Con el buen gusto de siempre, el aroma a descapotable clásico; capota de lona, dimensiones contenidas, rozando el suelo, líneas musculadas y un motor de muy señor mío, el 135i, de 306 CV de potencia, BMW tiene en este Serie 1 Cabrio la perla de la corona, la unidad que cierra el círculo. Una obra maestra de prestaciones idénticas a su hermano mayor, el Serie 3 Cabrio. Una obra maestra, con alguna carencia inexplicable, que por 51.300 euros se convierte en un pequeño capricho al alcance de unos cuantos privilegiados. Que lo disfruten, nosotros ya lo hicimos.
Y es que la marca bávara quiere competir con esta unidad con el Audi A3 Cabrio, también de cuatro plazas (2+2), características similares y un precio sensiblemente inferior. Sin embargo, si uno está empeñado en decorar su garaje con alguna pieza con ‘denominación BMW’, nos encontramos ante el vehículo perfecto… ¡¡¡El Serie 1 es hasta 10.000 euros más barato que el Serie 3 Cabrio con prestaciones similares!!! Algunos podrán pensar que estamos ante un nuevo experimento, pero ni mucho menos. El resultado final es un BMW de armas tomar.

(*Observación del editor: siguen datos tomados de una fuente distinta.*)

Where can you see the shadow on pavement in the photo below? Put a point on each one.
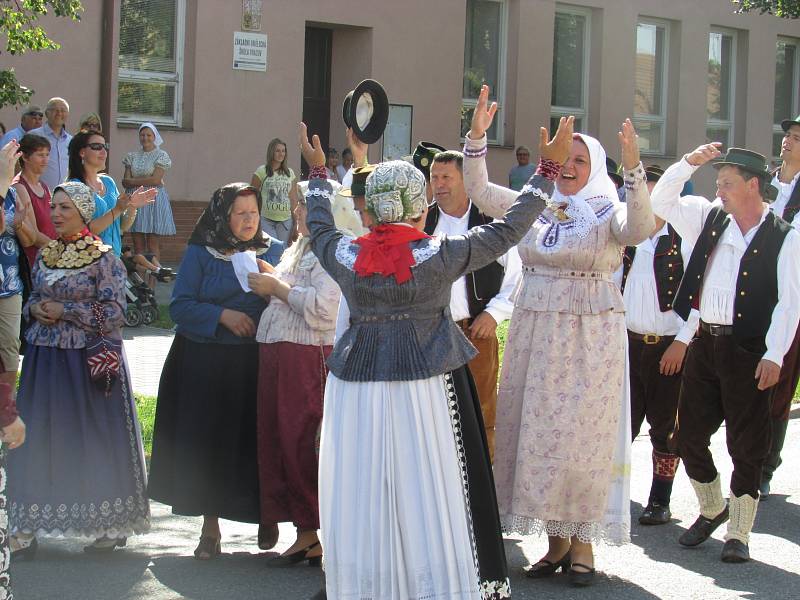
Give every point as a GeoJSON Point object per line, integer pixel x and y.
{"type": "Point", "coordinates": [60, 571]}
{"type": "Point", "coordinates": [557, 587]}
{"type": "Point", "coordinates": [705, 559]}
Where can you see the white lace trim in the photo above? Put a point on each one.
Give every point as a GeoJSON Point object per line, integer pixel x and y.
{"type": "Point", "coordinates": [581, 218]}
{"type": "Point", "coordinates": [346, 252]}
{"type": "Point", "coordinates": [612, 533]}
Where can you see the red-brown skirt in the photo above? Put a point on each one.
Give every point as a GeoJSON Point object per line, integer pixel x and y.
{"type": "Point", "coordinates": [291, 386]}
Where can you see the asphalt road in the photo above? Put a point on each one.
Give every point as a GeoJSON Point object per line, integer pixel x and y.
{"type": "Point", "coordinates": [159, 566]}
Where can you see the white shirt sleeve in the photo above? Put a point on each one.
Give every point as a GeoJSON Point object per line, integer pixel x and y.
{"type": "Point", "coordinates": [687, 214]}
{"type": "Point", "coordinates": [786, 314]}
{"type": "Point", "coordinates": [502, 305]}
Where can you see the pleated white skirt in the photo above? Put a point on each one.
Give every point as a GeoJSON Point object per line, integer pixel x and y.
{"type": "Point", "coordinates": [393, 513]}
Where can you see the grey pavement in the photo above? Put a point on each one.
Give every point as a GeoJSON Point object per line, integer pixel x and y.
{"type": "Point", "coordinates": [159, 565]}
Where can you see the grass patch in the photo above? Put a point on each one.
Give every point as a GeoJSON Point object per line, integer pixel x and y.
{"type": "Point", "coordinates": [164, 321]}
{"type": "Point", "coordinates": [146, 408]}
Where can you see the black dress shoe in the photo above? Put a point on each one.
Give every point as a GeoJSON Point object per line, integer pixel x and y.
{"type": "Point", "coordinates": [546, 568]}
{"type": "Point", "coordinates": [655, 514]}
{"type": "Point", "coordinates": [702, 529]}
{"type": "Point", "coordinates": [735, 551]}
{"type": "Point", "coordinates": [581, 578]}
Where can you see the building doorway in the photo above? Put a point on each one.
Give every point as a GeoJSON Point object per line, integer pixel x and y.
{"type": "Point", "coordinates": [317, 86]}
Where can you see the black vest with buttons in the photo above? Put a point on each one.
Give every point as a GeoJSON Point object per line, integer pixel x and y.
{"type": "Point", "coordinates": [667, 267]}
{"type": "Point", "coordinates": [483, 284]}
{"type": "Point", "coordinates": [756, 284]}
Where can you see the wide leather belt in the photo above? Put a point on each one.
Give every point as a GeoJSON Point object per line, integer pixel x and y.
{"type": "Point", "coordinates": [716, 330]}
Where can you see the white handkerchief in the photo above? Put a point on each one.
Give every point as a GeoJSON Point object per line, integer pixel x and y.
{"type": "Point", "coordinates": [243, 264]}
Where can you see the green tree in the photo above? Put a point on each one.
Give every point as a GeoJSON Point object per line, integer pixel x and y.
{"type": "Point", "coordinates": [786, 9]}
{"type": "Point", "coordinates": [18, 24]}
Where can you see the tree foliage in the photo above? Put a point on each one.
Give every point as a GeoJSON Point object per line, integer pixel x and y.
{"type": "Point", "coordinates": [19, 25]}
{"type": "Point", "coordinates": [786, 9]}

El ADN, el encanto, de este vehículo reside en su capota de lona. El espíritu de antaño. Descapotables puros, limpios de cubiertas rígidas y menos plásticas. Melenas al viento. Con la capota de color negro, el aspecto del Serie 1 es brutalmente bello. El diseño exterior es uno de sus argumentos. Las primeras apariencias, con BMW, nunca engañan. El techo en cuestión tiene un mecanismo electro-hidráulico para replegarse completamente en 22 segundos, incluso circulando siempre que no se superen los 40 km/h.
La motorización probada -135i- equipa de serie el “Kit M” que se distingue por elementos de decoración para la carrocería y el habitáculo. También ayuda. También se paga. El bolsillo tiene que ser amplio, desde luego, pero las sensaciones que tendrás al subirte al Serie 1 135i y apretar a fondo su acelerador son excepcionales, de líder del segmento. En eso, no hay duda.